One of the problems with her proposal, says Boyd Spratling, DVM, of Starr Valley, Nev., is that Pickens is asking the government for a stipend of $500 per head, or roughly $15 million a year for 30,000 horses, to set up a nonprofit foundation to care for the horses.
"That's more than what the BLM already pays for wild horses in long-term care, mostly in Kansas and Oklahoma," says Spratling. The government pays landowners in those areas about $475 per head annually.The stipend wasn't mentioned when Pickens, wife of Texas oil billionaire T. Boone Pickens, first extended her offer, but more recently she said, "You've got to get some kind of break from the government."

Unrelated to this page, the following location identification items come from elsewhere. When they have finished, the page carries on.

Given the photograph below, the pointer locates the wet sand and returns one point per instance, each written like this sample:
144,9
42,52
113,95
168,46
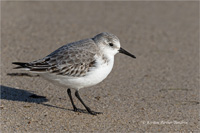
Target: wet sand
157,91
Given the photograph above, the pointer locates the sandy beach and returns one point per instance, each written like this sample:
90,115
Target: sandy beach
156,92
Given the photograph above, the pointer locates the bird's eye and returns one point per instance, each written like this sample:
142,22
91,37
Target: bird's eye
111,44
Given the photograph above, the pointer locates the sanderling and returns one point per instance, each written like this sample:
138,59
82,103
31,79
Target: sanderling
79,64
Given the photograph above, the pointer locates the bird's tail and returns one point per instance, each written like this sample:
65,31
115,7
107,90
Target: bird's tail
21,65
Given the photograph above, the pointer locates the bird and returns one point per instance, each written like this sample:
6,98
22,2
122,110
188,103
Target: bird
79,64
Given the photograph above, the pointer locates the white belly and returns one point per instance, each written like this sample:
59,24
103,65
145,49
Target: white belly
95,76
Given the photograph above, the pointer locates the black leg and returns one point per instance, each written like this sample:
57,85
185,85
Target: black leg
86,107
70,96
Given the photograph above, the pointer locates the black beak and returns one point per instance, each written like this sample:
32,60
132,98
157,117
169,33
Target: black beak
121,50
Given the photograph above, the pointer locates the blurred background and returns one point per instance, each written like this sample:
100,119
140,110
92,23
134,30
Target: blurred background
160,86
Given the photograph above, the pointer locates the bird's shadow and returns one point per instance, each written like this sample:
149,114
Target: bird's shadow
13,94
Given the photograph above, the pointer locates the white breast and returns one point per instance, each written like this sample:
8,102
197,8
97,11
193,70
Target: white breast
93,77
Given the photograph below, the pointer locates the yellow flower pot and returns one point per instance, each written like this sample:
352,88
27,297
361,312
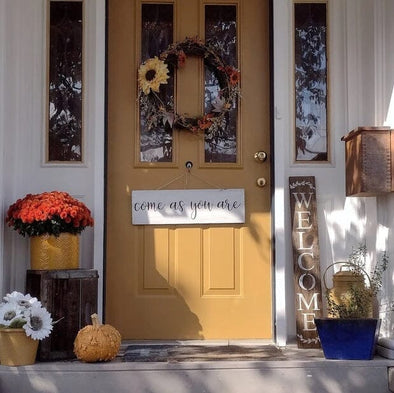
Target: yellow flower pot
16,349
49,252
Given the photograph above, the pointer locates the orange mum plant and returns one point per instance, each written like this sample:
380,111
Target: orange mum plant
48,213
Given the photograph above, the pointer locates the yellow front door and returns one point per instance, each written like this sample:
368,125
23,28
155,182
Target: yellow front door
206,281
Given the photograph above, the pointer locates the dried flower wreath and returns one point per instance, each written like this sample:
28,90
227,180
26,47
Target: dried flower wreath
154,72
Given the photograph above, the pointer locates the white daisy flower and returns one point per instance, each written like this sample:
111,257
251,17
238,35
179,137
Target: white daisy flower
10,314
39,323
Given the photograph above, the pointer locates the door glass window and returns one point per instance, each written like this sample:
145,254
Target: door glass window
221,30
310,77
64,141
156,35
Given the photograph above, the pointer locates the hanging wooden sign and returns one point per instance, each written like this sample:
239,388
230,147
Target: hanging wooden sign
306,259
211,206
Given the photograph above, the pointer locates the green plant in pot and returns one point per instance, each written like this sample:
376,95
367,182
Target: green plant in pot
350,331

She estimated her plan could save the government as much as $700 million that otherwise would be spent on long-term holding facilities.
The cost of keeping horses in those facilities is estimated at $10.3 million for 2009, and those in short-term holding (awaiting adoptions) at about $22.6 million this year.
There's a second problem with the offer, too, says Ron Wenker, the BLM state director in Nevada. It's that some federal land she would like to use for part of the sanctuary cannot be used for that purpose, under the 1971 Free Roaming Horses and Burro Act.
That law restricts horses to acreage where herds roamed in 1971. But newly introduced House Bill 1018, if approved, would amend that law and possibly expand eligible grazing lands. Despite the two issues, the BLM remains open to talks with Pickens, Wenker says.
"We tried to thank her politely," he told the advisory board at its March meeting in Reno.
Also at that meeting, proposals to limit growth of the horse population, such as managing gender ratios in herds, were discussed.
The nine-member advisory panel board reappointed Spratling and two other members to new three-year terms.